Pieniądze na pamięć
Około
250 tysięcy złotych otrzyma Zarząd Cmentarzy
Komunalnych na bieżące utrzymanie i remont
obiektów grobownictwa wojennego w Krakowie.
To o ćwierć miliona więcej, niż miał do
dyspozycji do tej pory, ale wielokrotnie
mniej, niż potrzeba.
Trudna sytuacja w tej dziedzinie trwa od
kilku lat (starania Zarządu Cmentarzy Komunalnych
o środki z budżetu centralnego wspiera wojewoda);
pieniędzy było niewiele, a potrzeby szacowane
są na kilka milionów złotych - groby ''rozpływają''
się, kamienne płyty kruszą się, mocno postarzały
się monumentalne budowle stojące przy niektórych
kwaterach.
Jeszcze z końcem ubiegłego roku Urząd Wojewódzki
powiadomił ZCK, że są szanse na pozyskanie
pieniędzy z Rady Ochrony Pamięci Walk i
Męczeństwa, więc szybko przygotowano wnioski.

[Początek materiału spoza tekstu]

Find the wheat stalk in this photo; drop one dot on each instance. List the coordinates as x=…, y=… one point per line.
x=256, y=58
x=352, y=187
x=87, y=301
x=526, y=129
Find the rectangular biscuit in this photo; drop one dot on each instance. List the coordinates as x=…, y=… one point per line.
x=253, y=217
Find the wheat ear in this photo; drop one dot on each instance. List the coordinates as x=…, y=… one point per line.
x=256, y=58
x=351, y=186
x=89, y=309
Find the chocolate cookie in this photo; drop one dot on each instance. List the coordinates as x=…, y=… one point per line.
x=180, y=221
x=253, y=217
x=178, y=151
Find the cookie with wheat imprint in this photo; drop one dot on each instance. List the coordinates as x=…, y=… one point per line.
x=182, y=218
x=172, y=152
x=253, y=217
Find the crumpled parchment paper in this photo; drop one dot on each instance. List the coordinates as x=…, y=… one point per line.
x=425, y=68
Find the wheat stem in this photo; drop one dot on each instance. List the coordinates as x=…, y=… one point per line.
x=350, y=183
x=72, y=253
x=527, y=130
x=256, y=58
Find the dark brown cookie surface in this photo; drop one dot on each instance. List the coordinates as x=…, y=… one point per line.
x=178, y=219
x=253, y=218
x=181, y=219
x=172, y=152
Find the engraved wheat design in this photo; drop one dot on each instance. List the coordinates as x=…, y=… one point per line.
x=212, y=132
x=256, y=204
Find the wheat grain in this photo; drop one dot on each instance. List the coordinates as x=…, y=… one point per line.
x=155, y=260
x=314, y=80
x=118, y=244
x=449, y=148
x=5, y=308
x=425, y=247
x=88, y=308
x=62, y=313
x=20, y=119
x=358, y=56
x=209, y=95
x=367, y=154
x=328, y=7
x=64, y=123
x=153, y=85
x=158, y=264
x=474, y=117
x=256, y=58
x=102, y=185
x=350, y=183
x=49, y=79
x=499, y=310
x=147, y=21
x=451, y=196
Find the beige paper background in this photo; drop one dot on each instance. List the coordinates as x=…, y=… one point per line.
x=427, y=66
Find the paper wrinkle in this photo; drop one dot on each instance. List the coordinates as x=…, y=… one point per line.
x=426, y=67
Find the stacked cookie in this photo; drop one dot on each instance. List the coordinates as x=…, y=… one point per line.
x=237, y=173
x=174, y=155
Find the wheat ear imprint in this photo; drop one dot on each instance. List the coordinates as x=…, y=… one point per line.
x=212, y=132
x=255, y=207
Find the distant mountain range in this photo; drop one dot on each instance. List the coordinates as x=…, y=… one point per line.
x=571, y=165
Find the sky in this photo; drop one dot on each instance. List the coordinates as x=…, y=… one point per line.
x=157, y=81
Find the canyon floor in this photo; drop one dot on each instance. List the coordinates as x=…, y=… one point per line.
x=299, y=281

Uznano m. in., że odnowiona musi zostać
kwatera legionowa.
Trzeba ją poddać konserwacji i remontowi.
Przewidujemy wykonanie m. in. 60 obramowań
z granitu, remont grupy 32 filarów (z cegły,
tynkowanych), ale największym finansowo
przedsięwzięciem byłaby restauracja mauzoleum,
które znajduje się przy tej kwaterze (jest
na nim napis ''Pamięci poległych w wojnie
światowej 1914 - 1918'').
Mauzoleum jest dużą budowlą; powierzchnia
kaplicy to 63 metry kwadratowe, taras ma
288 metrów, a elewacja i mury oporowe kolejne
360 metrów.
To wszystko wymaga odnowienia.
Na tak poważne prace, jeśli chodzi o zakres
robót, nie było do tej pory pieniędzy.
Na renowację kwatery legionowej i mauzoleum,
jak wynika z przygotowanych szacunków, potrzeba
byłoby w sumie 882 tysiące.
Złożono też wniosek o dofinansowanie remontu
zbiorowej mogiły (pomnika) partyzantów,
która znajduje się blisko muru, od strony
al. 29 Listopada.
W tym przypadku potrzeby finansowe oszacowano
na niespełna 105 tysięcy złotych.
Ponad trzy razy tyle (316 tys. zł), jak
szacowano, miałoby natomiast kosztować odnowienie
kwater, na których są groby z okresu I wojny
światowej (w pasach koło muru).
Tam trzeba m. in. ułożyć 125 metrów granitowego
krawężnika, odnowić 113 krzyży; w projekcie
było także ułożenie kamiennych poduszek
na mogiłach.
Wnioski dotyczące tylko tych trzech projektów
renowacyjnych przewidywały, że potrzeba
w sumie około 1,3 mln zł.
ZCK nie miał jednak żadnych funduszy na
utrzymanie obiektów grobownictwa wojennego
na terenie Krakowa.
Takich obiektów, o których ''nie można zapomnieć'',
jest kilkanaście, m. in. na cmentarzu Rakowickim
(kwatery poległych w czasie I wojny światowej,
w tym kwatera legionistów, w czasie wojny
polsko - bolszewickiej, z okresu II wojny
światowej), Podgórskim (pomnik harcerzy,
kwatera legionowa), także w Borku Fałęckim
(kwatera żołnierzy radzieckich na cmentarzu
parafialnym), w Skotnikach, Łagiewnikach,
na Wzgórzach Krzesławickich (rozstrzelanych
w czasie okupacji), ponadto 2 zbiorowe mogiły
w lasku Tynieckim (rozstrzelanych Żydów).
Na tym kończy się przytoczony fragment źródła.